Treatment Modalities
Multiple treatment options are available for isolated medial compartment osteoarthritis of the knee. Surgical intervention is indicated when conservative therapies have failed. Conservative therapies include nonsteroidal anti-inflammatory drugs (NSAIDs), joint viscosupplementation, unloading braces, and physical therapy.
Arthroscopy
The first operative procedure is knee arthroscopy. Arthroscopy is indicated for patients in whom conservative therapy has failed who want the most minimal surgical procedure available. Arthroscopy usually is used as a temporizing measure until definitive surgical treatment is undertaken. Knee arthroscopy sometimes is indicated as a diagnostic procedure to determine a treatment pathway or may be utilized in conjunction with a definitive procedure. Arthroscopy of the knee has not been shown to slow the course of osteoarthritis of the knee; however, it has been demonstrated to provide pain relief. The period of pain relief ranges from 6 months to a few years.[9 ]
Osteotomy
High tibial osteotomy (HTO) is indicated in patients younger than 60 years (ideally in their sixth decade of life) who are in labor-intensive fields and experience activity-related pain with a varus alignment of the knee. The arthritis in the medial compartment must be noninflammatory, and the patient should have no patellofemoral symptoms. Certain criteria regarding ligamentous stability and presence of minimal flexion contracture must be met. If this procedure is used alone, it should be considered a temporizing measure because joint resurfacing ultimately may be required.[5,13 ]
Arthroplasty
Unicompartmental knee arthroplasty is a surgical procedure used to relieve arthritis in one of the knee compartments in which the damaged parts of the knee are replaced. UKA surgery may reduce post-operative pain and have a shorter recovery period than a total knee replacements.[8] Also, UKA may have a smaller incision because the implants may be smaller.[8] Unicompartmental knee arthroplasty (UKA) is indicated in patients who are older than 60 years who have sedentary lifestyles, and were also performed for patients with age less than 60years noninflammatory arthritis, and pain with weight bearing[19]. Patients may have patellofemoral disease but usually are asymptomatic in that compartment. Symptomatic patellofemoral disease is a contraindication to the procedure. Ligamentous stability, weight, and coronal deformity of less than 15° also are considered. TKA is indicated in patients older than 65 years who have somewhat sedentary lifestyles and symptomatic arthritis in 2 or 3 compartments. The arthritis may be posttraumatic, degenerative, or inflammatory.[8,10,14,15,16,17 ,18, 19]
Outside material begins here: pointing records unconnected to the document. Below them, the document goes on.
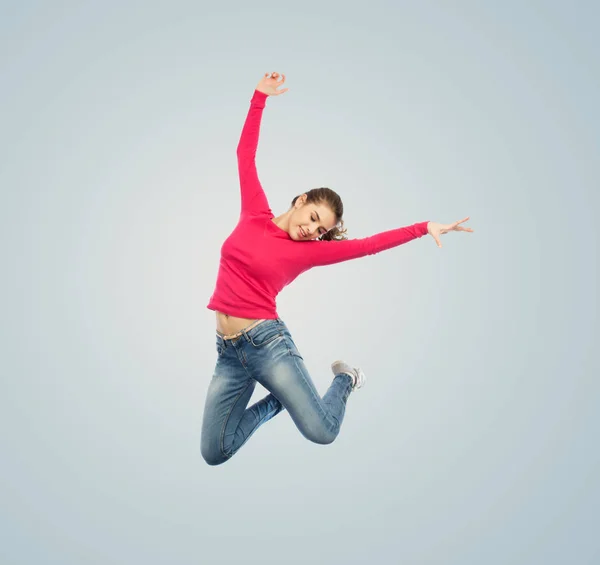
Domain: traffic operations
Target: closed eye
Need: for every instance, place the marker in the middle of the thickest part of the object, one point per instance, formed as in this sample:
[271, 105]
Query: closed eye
[323, 229]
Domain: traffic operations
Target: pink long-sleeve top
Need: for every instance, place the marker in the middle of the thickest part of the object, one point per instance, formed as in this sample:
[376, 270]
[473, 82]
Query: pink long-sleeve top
[259, 259]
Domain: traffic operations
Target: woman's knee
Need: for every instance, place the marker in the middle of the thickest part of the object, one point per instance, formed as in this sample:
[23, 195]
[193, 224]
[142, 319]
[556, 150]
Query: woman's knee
[321, 436]
[212, 454]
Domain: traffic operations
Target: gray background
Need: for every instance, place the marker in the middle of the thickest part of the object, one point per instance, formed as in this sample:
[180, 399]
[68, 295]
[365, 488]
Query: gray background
[475, 439]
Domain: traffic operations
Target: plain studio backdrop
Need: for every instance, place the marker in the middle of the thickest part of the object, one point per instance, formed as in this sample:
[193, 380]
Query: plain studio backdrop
[475, 439]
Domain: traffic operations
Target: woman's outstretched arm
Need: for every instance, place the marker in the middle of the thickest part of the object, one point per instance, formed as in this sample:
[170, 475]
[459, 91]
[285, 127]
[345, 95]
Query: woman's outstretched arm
[330, 252]
[253, 196]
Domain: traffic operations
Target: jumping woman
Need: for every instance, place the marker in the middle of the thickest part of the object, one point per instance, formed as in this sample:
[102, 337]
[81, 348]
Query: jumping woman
[260, 257]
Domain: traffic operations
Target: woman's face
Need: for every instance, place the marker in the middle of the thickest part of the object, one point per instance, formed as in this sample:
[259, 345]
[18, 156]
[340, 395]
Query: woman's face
[309, 221]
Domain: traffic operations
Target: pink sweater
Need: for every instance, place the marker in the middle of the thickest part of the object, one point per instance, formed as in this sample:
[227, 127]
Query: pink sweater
[259, 259]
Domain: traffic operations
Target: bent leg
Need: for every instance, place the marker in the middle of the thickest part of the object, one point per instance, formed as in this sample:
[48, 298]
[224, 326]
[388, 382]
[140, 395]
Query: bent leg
[281, 370]
[227, 423]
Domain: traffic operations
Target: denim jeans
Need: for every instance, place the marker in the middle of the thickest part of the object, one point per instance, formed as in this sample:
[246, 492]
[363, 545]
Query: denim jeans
[266, 354]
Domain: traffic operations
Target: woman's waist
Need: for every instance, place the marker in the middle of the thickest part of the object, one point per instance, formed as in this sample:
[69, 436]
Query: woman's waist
[229, 325]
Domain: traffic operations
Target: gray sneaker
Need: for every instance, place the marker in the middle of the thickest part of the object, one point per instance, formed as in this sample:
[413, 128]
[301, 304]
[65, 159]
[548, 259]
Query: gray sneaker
[358, 377]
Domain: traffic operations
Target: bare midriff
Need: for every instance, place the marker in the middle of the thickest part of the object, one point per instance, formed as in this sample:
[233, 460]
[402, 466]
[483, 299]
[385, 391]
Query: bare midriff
[229, 325]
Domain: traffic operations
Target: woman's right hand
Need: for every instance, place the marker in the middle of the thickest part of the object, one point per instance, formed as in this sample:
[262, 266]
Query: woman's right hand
[269, 84]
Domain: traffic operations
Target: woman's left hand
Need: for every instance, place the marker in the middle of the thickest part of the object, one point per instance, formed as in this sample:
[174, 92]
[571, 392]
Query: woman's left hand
[435, 230]
[270, 83]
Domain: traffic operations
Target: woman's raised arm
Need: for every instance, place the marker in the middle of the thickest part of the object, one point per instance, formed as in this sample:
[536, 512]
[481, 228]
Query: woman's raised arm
[253, 197]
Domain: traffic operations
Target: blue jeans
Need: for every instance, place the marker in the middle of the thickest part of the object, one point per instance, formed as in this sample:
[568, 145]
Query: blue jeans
[266, 354]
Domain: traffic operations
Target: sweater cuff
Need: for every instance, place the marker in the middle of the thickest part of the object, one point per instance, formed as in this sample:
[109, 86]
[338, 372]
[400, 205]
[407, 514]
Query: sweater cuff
[259, 99]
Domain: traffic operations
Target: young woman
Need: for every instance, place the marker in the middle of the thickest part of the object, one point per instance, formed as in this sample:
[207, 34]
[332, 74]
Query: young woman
[262, 255]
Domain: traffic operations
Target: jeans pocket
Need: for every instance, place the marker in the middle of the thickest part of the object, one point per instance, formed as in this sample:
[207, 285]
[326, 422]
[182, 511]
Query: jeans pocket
[265, 335]
[292, 347]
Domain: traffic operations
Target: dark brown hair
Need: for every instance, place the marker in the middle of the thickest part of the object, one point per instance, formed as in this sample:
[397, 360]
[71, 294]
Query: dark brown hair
[332, 199]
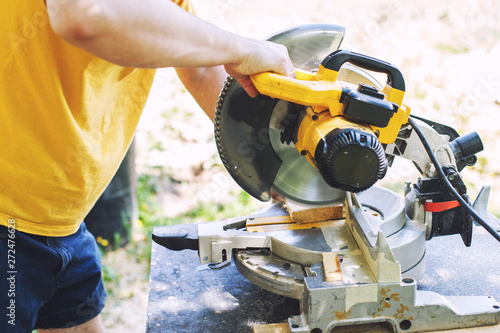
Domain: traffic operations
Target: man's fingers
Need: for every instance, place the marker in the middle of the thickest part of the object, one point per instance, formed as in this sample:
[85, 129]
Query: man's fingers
[247, 84]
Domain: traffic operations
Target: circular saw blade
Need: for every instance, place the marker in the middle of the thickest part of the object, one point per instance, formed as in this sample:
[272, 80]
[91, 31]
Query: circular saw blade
[250, 147]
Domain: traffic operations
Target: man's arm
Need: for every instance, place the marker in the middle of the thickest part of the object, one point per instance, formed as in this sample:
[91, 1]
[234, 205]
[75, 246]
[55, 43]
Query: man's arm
[155, 34]
[204, 84]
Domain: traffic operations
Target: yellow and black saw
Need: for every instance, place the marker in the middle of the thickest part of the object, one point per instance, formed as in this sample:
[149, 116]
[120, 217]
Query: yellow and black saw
[315, 137]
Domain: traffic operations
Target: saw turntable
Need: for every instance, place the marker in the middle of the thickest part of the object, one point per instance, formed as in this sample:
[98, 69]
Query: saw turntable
[350, 252]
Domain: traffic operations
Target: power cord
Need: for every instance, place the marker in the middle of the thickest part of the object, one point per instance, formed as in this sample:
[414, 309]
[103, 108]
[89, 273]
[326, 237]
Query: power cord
[446, 182]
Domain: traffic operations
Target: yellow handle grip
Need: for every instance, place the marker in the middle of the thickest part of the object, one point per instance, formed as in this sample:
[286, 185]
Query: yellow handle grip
[306, 89]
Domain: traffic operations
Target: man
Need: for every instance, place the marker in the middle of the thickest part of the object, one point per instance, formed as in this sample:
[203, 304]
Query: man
[74, 77]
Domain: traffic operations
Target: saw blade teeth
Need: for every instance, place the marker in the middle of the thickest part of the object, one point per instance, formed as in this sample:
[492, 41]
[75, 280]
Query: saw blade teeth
[218, 119]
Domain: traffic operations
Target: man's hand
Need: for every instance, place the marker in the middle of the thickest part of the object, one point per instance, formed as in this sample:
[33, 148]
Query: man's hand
[261, 56]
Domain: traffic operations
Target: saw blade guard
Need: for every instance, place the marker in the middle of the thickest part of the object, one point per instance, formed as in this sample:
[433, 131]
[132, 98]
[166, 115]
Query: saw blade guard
[249, 131]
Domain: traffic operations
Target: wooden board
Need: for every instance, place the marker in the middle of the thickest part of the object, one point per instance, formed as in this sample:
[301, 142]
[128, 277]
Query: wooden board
[302, 213]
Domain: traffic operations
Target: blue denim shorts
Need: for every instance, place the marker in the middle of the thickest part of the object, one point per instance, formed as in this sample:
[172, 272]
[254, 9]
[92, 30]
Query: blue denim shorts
[48, 282]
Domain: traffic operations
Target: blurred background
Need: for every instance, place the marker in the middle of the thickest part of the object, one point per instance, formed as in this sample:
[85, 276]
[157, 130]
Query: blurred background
[448, 52]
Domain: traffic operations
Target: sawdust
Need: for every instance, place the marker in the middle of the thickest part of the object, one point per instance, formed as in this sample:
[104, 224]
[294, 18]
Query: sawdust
[448, 52]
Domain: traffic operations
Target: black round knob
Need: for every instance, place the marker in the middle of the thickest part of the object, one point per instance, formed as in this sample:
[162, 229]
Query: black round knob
[350, 160]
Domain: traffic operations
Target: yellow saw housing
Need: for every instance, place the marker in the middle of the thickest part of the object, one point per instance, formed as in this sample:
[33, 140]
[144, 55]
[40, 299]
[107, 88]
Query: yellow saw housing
[343, 127]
ABOVE:X-ray taken before arthroplasty(AP view and Lateral View)
BELOW: X-ray taken after arthroplasty(AP view and Lateral View)


Partial Knee Resurfacing Implant compared to a Total Knee Replacement Implant
Citation:
1. Birmingham TB, Kramer JF, Kirkley A, et al. Knee bracing for medial compartment osteoarthritis: effects on proprioception and postural control. Rheumatology (Oxford). Mar 2001;40(3):285-9. [Medline].
2. Dearborn JT, Eakin CL, Skinner HB. Medial compartment arthrosis of the knee. Am J Orthop. Jan 1996;25(1):18-26. [Medline].
3. Grelsamer RP. Unicompartmental osteoarthrosis of the knee. J Bone Joint Surg Am. Feb 1995;77(2):278-92. [Medline].
4. Gross AE, McKee NH, Pritzker KP, Langer F. Reconstruction of skeletal deficits at the knee. A comprehensive osteochondral transplant program. Clin Orthop. Apr 1983;(174):96-106. [Medline].
5. Jackson RW. Surgical treatment. Osteotomy and unicompartmental arthroplasty. Am J Knee Surg. Winter 1998;11(1):55-7. [Medline].
6. Kirkley A, Webster-Bogaert S, Litchfield R, et al. The effect of bracing on varus gonarthrosis. J Bone Joint Surg Am. Apr 1999;81(4):539-48. [Medline].
7. Lindenfeld TN, Hewett TE, Andriacchi TP. Joint loading with valgus bracing in patients with varus gonarthrosis. Clin Orthop. Nov 1997;(344):290-7. [Medline].
8. Borus T, Thornhill T (January 2008). "Unicompartmental knee arthroplasty". J Am Acad Orthop Surg 16 (1): 9–18. PMID 18180388
9. Marwin SE, Siegel JA. Unicompartmental Gonarthrosis of the Knee: The Role of Unicompartmental Knee Arthroplasty. Orthopedic Special Edition. 1999;5(2):57-60.
10. Moseley JB Jr, Wray NP, Kuykendall D, et al. Arthroscopic treatment of osteoarthritis of the knee: a prospective, randomized, placebo-controlled trial. Results of a pilot study. Am J Sports Med. Jan-Feb 1996;24(1):28-34. [Medline].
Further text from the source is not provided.